Erie County Executive Mark Poloncarz expressed appreciation toward Schumer for taking a "proactive role" in working to keep the Bills in Buffalo through the league office.

"What he talked about today is something that is part of our discussions with regards to the Bills' lease," said Poloncarz, speaking at a Wednesday afternoon news conference.

"This matters for each and every small-market team across the United States because it's an issue, inevitably, that they're all going to face."

Late Wednesday, Governor Andrew Cuomo announced that Irwin P. Raij, a nationally-recognized professional sports expert with extensive experience in stadium development and the sports industry, will advise the state's on its efforts to keep the Bills in Buffalo.

"Irwin Raij has years of experience working together with sports franchise owners, local communities, and government in sports development projects, and he will be a valuable addition to the state's efforts to keep the Bills right here in New York," Cuomo said in a written statement.

"I am very much looking forward to the opportunity to collaborate closely with the State of New York on an issue that carries both emotional and economic implications among many residents," said Raij. "Throughout this process, I plan to leverage my and the firm’s collective experience on these complex and evolving issues in order to find a solution that helps keep the Bills in Buffalo."

Commissioner Roger Goodell was also in Western New York Wednesday morning, participating in a sports ethics seminar at the Chautauqua Institution.  The commissioner also took time to speak with reporters about issues surrounding the Bills. 
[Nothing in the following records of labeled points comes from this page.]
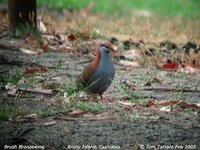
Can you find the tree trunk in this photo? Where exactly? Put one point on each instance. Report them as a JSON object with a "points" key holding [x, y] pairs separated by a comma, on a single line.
{"points": [[22, 13]]}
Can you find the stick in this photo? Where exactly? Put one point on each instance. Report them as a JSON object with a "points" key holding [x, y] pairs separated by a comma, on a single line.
{"points": [[168, 89], [41, 91]]}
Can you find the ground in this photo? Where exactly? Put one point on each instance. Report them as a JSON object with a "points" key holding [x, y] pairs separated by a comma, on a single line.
{"points": [[149, 104]]}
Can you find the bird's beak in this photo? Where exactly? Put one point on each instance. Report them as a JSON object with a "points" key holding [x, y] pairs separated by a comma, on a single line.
{"points": [[113, 49]]}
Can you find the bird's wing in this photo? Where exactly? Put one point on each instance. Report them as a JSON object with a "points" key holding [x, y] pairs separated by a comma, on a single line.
{"points": [[87, 74]]}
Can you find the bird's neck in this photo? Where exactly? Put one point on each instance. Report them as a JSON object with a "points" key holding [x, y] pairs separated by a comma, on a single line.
{"points": [[97, 59]]}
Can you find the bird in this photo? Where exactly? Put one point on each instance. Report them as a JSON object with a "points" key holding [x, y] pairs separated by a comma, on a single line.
{"points": [[99, 73]]}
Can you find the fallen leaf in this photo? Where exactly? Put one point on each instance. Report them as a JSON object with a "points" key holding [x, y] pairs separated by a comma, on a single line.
{"points": [[49, 123], [71, 37], [28, 51], [36, 70], [187, 105], [165, 109], [127, 63], [131, 54], [171, 66], [162, 102], [190, 69]]}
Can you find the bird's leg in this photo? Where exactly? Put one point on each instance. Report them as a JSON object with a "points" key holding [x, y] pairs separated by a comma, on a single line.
{"points": [[101, 96]]}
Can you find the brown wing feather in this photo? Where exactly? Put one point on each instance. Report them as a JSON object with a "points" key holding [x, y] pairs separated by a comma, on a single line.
{"points": [[89, 70]]}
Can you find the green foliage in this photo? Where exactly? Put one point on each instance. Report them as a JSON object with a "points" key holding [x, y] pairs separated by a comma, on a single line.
{"points": [[72, 88], [183, 8]]}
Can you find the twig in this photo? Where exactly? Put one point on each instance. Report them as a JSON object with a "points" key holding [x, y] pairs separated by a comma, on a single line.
{"points": [[41, 91], [64, 118], [167, 89]]}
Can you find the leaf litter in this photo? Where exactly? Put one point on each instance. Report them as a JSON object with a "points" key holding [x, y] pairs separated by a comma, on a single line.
{"points": [[140, 57]]}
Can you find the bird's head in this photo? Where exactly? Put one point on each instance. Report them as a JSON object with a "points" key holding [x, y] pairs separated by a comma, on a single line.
{"points": [[107, 47]]}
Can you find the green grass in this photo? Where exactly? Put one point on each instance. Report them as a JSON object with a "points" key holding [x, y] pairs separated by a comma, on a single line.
{"points": [[183, 8], [90, 107]]}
Goodell, a Jamestown native, offered few new insights about the future of the team, including current lease negotiations with Erie County and a succession plan after owner Ralph Wilson dies.  He did say securing a new lease with Erie County is a "very high priority," including an agreement on costly stadium upgrades. 

As far as Wilson's successor, Goodell said nothing has changed, and that the 93-year-old will continue to own the team as long as he is alive.  When he passes, the franchise will be sold, probably outside of the family. 

Goodell downplayed any talk that the team is a candidate to relocate to Los Angeles.

"I think we all have responsibility to do what we can to make the Bills successful here in Western New York.  Fans have a responsibility.  I have a responsibility.  There is no reason why the Bills can't continue to be successful in Western New York." said Goodell.